1.
Ce Don Quichotte, est-ce votre mise en scène la plus aboutie ? Pourquoi ?
C’est la fin d’un cycle de recherche dramaturgique sur la mise en abyme. La qualité du spectacle est en grande partie liée à l’homogénéité d’un groupe de comédiens, musiciens, créatifs, extraordinaire.
2.
Le public a-t-il répondu à votre attente ?
C’est une grande chance d’avoir rencontré un public aussi bienveillant et varié.
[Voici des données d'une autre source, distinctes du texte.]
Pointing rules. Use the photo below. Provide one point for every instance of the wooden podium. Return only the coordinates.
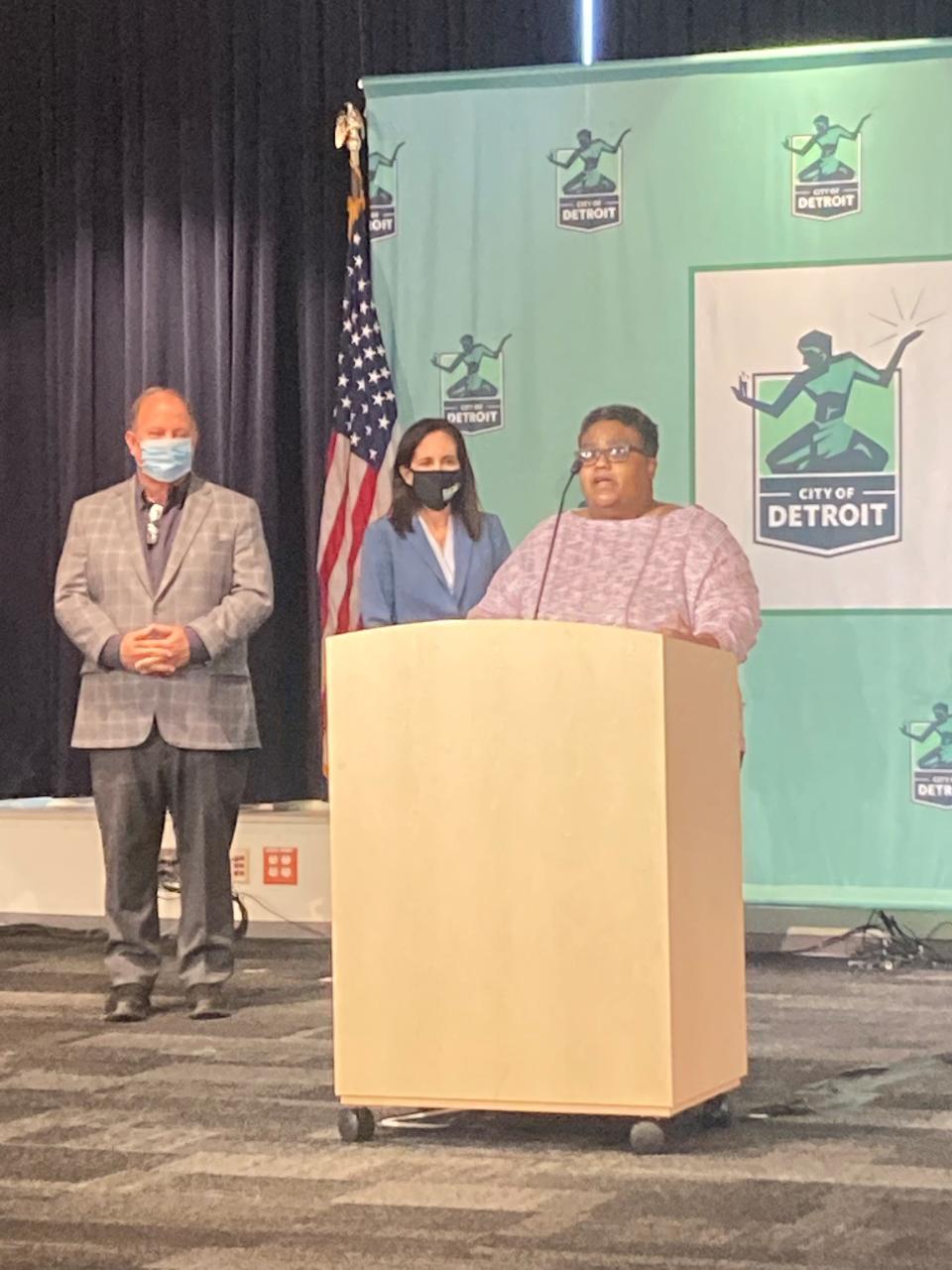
(536, 870)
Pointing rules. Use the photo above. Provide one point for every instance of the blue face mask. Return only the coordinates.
(168, 460)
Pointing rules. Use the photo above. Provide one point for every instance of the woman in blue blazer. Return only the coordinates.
(434, 556)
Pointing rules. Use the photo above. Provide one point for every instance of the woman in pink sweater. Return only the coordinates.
(627, 561)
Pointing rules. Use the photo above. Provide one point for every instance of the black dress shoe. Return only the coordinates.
(206, 1001)
(128, 1003)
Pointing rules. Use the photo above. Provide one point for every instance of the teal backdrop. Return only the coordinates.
(679, 252)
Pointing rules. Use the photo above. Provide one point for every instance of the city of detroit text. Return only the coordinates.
(825, 507)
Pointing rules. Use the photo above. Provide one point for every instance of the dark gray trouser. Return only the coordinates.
(202, 790)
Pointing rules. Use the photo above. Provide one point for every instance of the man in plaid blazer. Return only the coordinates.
(162, 580)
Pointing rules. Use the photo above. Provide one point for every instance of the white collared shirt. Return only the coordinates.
(445, 556)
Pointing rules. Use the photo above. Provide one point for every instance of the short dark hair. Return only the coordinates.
(631, 417)
(465, 503)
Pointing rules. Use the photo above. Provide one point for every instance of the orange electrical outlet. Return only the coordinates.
(281, 866)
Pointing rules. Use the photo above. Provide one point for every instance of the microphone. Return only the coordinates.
(572, 472)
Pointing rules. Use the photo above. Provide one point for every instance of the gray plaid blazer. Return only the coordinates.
(217, 580)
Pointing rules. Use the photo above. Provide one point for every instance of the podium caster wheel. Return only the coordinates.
(356, 1124)
(717, 1112)
(647, 1138)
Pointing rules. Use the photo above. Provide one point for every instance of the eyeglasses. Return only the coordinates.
(619, 453)
(155, 515)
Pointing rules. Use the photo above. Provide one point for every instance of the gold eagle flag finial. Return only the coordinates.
(349, 131)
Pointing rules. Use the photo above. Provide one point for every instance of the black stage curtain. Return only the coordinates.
(172, 209)
(671, 28)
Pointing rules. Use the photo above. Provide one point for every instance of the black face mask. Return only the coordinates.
(436, 489)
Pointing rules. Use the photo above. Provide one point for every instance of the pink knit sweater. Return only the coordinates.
(683, 567)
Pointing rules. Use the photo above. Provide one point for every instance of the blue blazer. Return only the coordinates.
(402, 579)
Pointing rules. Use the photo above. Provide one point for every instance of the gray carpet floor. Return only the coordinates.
(213, 1146)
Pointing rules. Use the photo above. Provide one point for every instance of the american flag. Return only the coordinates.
(361, 457)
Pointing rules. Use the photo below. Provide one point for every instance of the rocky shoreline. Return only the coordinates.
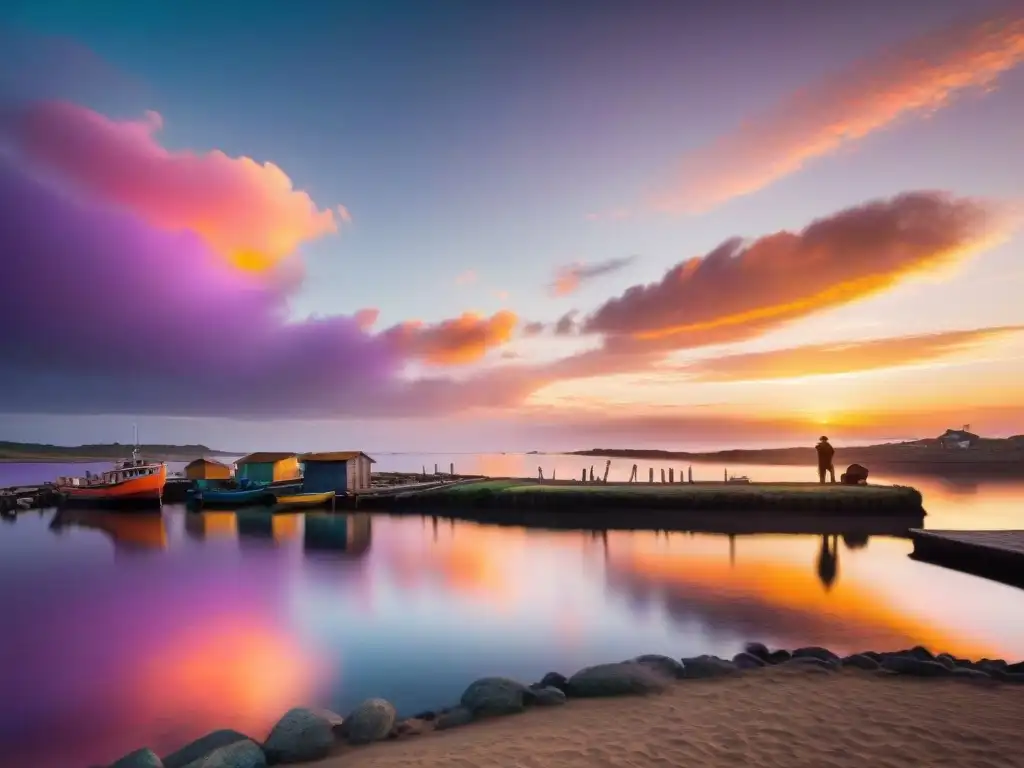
(307, 734)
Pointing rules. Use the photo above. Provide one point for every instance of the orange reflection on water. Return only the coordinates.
(784, 599)
(236, 672)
Je suis très touché par le fait qu’il y ait eu une rencontre entre l’histoire de Quichotte et les gens. La pièce est complexe, mais les gens l’ont magnifiquement accueillie.
3.
Comment voyez-vous l’avenir de Nova Malacuria ?
Ce n’est pas moi qui décide. J’étais sous convention avec la ville pour 17-19. Le potentiel de développement est énorme. Tous les voyants sont au vert.
4.
Vous vous attaquez au Collège des Creusets à Homère. Don Quichotte est-il un chevalier plus valeureux que Hector ou Achille ?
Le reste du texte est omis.